Moreali avait touché juste. Le _qu'en dira-t-on_ conservateur et dévot
était bien plus sensible au général que le fait. Quand Moreali le vit
ranimé, il le calma. Ils se parlèrent à voix basse, discutant un plan de
conduite. Quand le dîner les appela, ils étaient d'accord sur tous les
points.

Le dîner fut un peu égayé par l'esprit d'Henri Valmare et la sérénité
maligne du vieux Turdy. M. Lemontier se gardait bien des airs de
triomphe. Il observait l'enjouement refrogné du général et lisait dans
son attitude grosse d'orages l'effet de sa conférence avec Moreali.
Quant à ce dernier, il s'observait si bien, qu'il fut impossible de
surprendre un regard de lui dirigé vers Lucie, l'ombre d'une émotion
quelconque au son de sa voix ou au frôlement de sa robe.

Après le dîner, on marcha un peu, puis on entra au salon. Henri resta
dehors avec M. Lemontier, et le vieux Turdy provoqua une explication
entre le général et sa fille en présence de l'abbé. Il la provoqua
bénignement, disant qu'il aurait lui-même voix au chapitre et rien de
plus, qu'il fallait entendre toutes les raisons, que celles de l'abbé
pouvaient avoir leur poids sur l'esprit de sa petite-fille, et qu'il ne
voulait plus, lui, s'opposer à ce qu'elles fussent écoutées dans tout
leur développement. Il ajouta que, si ces raisons persuadaient Lucie, il
retirerait son opposition. Il allait exiger que son gendre assurât la
même autorité à la décision de Lucie, lorsque Moreali se leva.
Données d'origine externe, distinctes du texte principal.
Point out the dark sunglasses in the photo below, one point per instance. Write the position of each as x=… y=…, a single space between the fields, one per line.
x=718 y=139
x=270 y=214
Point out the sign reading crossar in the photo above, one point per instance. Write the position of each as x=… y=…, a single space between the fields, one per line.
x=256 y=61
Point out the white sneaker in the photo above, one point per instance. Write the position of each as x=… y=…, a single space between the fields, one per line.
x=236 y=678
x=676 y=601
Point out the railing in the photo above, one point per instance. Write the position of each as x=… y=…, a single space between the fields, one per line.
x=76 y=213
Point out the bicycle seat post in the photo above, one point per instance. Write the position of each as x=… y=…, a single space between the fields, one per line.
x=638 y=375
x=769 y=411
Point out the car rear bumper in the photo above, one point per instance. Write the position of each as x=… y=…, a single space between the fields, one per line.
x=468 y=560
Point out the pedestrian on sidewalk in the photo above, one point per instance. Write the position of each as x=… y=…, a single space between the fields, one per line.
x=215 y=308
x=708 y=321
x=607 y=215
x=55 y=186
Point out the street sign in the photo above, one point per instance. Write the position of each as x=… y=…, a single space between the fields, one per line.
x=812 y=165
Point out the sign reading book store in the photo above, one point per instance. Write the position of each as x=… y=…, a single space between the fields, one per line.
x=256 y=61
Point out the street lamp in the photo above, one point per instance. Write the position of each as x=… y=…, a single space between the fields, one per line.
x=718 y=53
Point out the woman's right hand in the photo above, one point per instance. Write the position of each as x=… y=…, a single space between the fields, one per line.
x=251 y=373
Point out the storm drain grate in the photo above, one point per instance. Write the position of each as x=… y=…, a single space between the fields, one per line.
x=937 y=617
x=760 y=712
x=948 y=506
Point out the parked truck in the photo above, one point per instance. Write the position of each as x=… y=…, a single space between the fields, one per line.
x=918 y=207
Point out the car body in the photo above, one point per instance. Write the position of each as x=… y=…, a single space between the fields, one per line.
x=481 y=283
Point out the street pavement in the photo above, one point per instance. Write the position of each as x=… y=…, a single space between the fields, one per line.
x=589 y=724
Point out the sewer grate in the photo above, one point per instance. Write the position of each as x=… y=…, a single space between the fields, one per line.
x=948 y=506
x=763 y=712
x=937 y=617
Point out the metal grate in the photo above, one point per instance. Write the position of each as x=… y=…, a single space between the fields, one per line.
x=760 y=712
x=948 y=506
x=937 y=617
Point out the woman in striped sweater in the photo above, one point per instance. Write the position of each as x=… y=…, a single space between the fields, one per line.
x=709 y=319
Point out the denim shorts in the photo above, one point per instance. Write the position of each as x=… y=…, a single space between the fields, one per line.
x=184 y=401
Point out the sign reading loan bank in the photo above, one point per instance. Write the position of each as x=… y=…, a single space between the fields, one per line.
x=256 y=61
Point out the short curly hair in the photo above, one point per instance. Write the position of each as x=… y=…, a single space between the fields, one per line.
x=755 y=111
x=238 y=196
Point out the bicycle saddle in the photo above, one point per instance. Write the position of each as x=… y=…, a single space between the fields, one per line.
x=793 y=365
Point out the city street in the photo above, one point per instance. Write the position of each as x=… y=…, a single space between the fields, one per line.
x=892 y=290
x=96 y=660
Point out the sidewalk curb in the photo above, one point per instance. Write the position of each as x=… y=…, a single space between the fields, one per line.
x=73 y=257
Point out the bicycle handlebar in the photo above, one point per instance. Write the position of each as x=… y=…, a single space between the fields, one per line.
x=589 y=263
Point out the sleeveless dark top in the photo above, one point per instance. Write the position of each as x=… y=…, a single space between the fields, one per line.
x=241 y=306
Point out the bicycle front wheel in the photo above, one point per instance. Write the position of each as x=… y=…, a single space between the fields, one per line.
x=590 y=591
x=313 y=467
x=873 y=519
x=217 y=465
«Monsieur de Turdy me fait, dit-il, une position qui m'honore et dont je
lui suis reconnaissant; mais, en dehors de l'autorité paternelle, je ne
reconnais ici aucune autorité directe. La mienne est tellement nulle,
que je me récuse. Je ne me suis présenté ici que pour demander
humblement pardon à M. de Turdy de lui avoir déplu. Ce pardon m'est
généreusement accordé, je n'ai plus qu'à me retirer sans vouloir courir
le risque de lui déplaire encore.

--Vous ne me déplairez pas, monsieur, reprit le vieillard, puisque
c'est moi qui vous provoque à parler. Si vous vous y refusiez, je
croirais que vous agissez sans franchise et que vous vous réservez
d'influencer secrètement le général sans vous compromettre auprès de
moi.

--Ce serait m'attribuer, dit Moreali, l'ascendant d'un esprit fort sur
un esprit faible, et vous ne ferez, monsieur, ni cet affront au
caractère du général, ni cet honneur à mon mince mérite.»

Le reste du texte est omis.